Den Schnabel und den stumpfen Blick mal auf diesen, mal auf jenen Redner gerichtet, verfolgte das Federvieh beunruhigt die Diskussion über sein Schicksal. Die gegnerischen Parteien taten ihre Meinung mit größerer oder minderer Heftigkeit kund, je nachdem, wie gründlich sie ihren Hunger hatten stillen können, indem sie ihre Rivalen bei der Verteilung der Salami im dunklen Keller des Kaplans mit irgendwelchen Tricks übers Ohr gehauen hatten.

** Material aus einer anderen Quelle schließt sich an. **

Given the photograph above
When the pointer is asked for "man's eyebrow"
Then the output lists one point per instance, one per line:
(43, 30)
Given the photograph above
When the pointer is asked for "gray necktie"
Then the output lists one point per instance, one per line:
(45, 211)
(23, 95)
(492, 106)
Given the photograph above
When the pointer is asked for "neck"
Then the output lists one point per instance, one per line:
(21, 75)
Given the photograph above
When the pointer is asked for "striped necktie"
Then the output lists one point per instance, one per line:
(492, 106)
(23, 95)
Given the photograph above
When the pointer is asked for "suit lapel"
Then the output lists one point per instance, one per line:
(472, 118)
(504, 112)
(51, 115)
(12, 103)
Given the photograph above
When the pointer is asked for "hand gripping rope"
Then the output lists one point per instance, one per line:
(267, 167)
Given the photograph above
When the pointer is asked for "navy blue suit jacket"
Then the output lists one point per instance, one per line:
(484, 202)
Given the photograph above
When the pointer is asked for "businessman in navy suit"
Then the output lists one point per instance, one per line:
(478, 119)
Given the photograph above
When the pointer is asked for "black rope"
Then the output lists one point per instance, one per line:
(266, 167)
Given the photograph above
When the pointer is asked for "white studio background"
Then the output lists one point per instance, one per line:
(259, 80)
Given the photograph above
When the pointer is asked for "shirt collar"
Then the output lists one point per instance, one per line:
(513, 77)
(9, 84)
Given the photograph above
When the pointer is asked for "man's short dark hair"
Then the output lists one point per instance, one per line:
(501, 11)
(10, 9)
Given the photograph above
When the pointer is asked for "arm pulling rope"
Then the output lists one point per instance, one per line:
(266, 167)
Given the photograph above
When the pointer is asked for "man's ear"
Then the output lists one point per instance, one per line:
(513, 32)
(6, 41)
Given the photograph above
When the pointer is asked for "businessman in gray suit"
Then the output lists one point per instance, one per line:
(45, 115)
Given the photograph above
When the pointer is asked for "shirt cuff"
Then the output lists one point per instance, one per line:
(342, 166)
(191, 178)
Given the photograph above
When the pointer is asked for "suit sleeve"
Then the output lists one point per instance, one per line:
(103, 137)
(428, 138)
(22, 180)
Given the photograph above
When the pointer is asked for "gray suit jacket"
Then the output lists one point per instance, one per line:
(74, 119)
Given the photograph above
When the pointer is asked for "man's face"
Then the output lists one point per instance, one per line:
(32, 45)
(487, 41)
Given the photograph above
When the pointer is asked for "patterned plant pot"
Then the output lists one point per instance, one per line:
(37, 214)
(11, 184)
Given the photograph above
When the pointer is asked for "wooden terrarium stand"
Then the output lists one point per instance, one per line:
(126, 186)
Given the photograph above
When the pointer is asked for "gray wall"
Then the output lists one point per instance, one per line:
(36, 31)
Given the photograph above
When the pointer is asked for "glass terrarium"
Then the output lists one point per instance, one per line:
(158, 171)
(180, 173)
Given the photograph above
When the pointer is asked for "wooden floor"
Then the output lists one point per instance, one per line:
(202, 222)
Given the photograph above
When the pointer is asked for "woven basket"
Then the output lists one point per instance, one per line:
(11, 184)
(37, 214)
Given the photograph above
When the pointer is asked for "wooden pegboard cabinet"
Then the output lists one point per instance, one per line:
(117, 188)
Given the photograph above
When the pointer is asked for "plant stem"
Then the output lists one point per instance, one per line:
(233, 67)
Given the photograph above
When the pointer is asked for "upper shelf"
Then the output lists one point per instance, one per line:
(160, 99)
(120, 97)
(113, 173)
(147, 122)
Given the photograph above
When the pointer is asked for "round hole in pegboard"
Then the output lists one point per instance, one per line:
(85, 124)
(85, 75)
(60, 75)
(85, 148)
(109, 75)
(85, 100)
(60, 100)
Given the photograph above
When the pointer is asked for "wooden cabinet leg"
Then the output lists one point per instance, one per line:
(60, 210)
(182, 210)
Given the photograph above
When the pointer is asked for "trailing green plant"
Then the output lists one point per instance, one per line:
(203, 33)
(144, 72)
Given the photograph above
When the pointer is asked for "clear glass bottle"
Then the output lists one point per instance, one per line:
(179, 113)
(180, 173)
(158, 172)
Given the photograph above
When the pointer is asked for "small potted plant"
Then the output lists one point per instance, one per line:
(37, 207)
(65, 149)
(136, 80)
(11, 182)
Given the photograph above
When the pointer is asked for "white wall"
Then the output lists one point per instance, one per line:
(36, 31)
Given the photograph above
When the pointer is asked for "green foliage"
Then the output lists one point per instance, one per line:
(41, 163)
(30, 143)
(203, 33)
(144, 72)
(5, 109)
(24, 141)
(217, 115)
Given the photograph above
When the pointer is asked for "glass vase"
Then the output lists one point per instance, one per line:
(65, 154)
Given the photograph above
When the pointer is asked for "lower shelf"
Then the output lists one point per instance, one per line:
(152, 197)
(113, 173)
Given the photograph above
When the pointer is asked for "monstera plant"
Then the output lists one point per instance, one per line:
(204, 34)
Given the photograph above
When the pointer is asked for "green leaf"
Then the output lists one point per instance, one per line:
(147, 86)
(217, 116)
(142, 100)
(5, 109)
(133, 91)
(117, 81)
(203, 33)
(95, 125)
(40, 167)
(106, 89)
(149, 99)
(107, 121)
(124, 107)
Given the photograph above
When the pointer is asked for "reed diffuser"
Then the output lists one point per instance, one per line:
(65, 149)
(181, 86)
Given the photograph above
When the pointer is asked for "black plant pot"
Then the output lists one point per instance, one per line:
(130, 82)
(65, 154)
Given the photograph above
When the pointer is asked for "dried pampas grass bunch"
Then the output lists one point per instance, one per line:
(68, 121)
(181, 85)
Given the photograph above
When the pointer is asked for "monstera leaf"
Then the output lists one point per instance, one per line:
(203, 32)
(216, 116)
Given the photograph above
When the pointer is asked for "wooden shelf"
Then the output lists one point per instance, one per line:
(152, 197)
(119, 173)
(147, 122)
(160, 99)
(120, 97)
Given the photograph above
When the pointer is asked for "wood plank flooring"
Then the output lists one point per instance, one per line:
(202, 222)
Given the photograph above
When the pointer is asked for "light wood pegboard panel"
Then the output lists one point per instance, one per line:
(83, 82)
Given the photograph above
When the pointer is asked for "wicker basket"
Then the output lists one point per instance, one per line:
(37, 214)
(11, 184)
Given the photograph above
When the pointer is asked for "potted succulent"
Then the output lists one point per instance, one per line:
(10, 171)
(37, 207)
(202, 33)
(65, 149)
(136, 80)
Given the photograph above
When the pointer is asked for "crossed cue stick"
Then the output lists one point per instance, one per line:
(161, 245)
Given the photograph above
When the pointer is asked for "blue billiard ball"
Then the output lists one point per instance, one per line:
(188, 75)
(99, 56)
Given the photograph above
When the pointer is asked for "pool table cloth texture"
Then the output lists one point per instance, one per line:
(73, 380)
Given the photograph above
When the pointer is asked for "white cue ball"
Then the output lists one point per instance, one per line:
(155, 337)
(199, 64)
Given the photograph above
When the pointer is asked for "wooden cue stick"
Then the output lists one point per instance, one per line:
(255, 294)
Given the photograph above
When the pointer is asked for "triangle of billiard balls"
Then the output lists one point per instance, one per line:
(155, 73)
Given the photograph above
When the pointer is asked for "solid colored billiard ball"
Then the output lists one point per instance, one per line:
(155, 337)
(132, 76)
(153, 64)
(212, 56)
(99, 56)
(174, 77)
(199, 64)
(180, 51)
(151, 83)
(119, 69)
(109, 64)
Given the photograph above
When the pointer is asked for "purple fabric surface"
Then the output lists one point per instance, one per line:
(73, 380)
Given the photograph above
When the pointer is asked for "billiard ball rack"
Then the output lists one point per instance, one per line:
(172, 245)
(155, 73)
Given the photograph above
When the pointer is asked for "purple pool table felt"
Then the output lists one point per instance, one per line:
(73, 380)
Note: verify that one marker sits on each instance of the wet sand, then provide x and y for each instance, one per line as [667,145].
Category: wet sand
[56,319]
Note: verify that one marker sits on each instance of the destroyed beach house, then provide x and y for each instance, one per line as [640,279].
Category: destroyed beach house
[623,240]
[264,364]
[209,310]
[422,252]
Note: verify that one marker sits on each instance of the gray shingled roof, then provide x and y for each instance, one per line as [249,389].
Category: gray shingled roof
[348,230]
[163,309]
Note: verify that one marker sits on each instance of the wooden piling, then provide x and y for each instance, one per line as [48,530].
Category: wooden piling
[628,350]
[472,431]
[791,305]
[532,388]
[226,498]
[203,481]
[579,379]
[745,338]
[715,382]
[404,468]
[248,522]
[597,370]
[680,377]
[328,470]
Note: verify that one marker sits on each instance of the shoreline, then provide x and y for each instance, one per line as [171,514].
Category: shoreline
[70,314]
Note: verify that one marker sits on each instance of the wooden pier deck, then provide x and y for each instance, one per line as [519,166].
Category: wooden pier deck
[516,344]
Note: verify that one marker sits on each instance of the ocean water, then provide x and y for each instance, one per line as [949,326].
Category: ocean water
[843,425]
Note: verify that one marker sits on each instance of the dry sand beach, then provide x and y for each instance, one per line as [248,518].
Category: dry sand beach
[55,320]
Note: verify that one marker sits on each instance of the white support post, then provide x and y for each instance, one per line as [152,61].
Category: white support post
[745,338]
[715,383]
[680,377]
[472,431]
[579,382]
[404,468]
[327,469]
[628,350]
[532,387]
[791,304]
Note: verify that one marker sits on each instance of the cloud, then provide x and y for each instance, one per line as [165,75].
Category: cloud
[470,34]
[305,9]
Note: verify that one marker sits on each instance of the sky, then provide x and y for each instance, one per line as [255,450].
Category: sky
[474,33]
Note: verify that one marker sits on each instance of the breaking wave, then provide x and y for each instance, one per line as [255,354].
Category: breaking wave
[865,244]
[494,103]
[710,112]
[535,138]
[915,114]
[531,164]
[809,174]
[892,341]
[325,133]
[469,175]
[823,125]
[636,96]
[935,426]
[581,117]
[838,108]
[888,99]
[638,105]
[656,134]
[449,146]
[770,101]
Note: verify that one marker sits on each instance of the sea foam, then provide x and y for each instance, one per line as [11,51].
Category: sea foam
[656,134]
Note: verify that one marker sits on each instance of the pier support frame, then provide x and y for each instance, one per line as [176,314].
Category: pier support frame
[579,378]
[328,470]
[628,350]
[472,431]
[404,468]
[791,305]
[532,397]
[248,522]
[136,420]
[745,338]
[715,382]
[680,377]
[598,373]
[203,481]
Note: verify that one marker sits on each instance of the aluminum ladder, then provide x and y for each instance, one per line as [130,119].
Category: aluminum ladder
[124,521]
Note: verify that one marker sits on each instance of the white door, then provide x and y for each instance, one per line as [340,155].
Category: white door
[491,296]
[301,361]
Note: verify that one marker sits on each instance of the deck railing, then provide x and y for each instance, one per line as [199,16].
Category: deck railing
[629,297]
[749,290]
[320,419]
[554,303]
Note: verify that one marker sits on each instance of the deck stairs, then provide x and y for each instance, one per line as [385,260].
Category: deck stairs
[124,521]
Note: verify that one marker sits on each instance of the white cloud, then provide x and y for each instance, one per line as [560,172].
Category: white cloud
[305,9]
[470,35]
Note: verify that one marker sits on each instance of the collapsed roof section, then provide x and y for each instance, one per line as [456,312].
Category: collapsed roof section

»Ach, Schluss jetzt mit dem Diskutieren! Hunger ist Hunger«, mischte sich Kemal ein, einen großen trockenen Ast wie einen Knüppel schwingend. Der Statthalter hatte während der Jahre, in denen er mit Ali Ferrarese auf Kaperfahrt gegangen war, sicher weit mehr Erfahrung im Stehlen als im dialektischen Streitgespräch erworben.
»Schweig, du Renegat!«, befahl ihm Caspar Schoppe knurrend, welcher, nach dem erbitterten Tonfall zu urteilen, der hungrigste von allen sein musste.
|201|»Bitte um Vergebung, Verehrungswürdiger, aber gewisse Themen solltet Ihr vermeiden«, stichelte Naudé, da ja auch Schoppe mehrmals die Konfession gewechselt hatte.
»Dann nimm du dir ein schönes, großes Argument und steck es dir in …«
Doch Schoppes Anspielung auf die gefühlsmäßigen Neigungen Gabriel Naudés wurde durch ein abermaliges Geräusch unterbrochen.
Es kam von draußen und ähnelte erstaunlicherweise dem zuvor auf dem großen Platz gehörten Scharren. Wir verstummten alle schlagartig und sahen einander an, wobei in Augen und Mündern eine Hoffnung hindurchschimmerte, die die Form von Kämmen, Federn und Krallen hatte. Ein Hühnchen mehr hätte die Summe auf neun anwachsen lassen, also fast eines pro Kopf.
Nachdem er allen einen raubtierhaften, verschwörerischen Blick zugeworfen hatte, stürzte Kemal mit seinem Knüppel in der Hand aus dem Hühnerstall und verschwand auf der Treppe. Doch nach ein paar Sekunden, in denen wir auf einen Siegesschrei des Korsaren warteten, vernahmen unsere Ohren etwas ganz anderes:
»Ich muss doch sehr bitten, junger Mann! Ist das eine Art, sich vorzustellen?«, sagte eine liebenswürdige weibliche Stimme.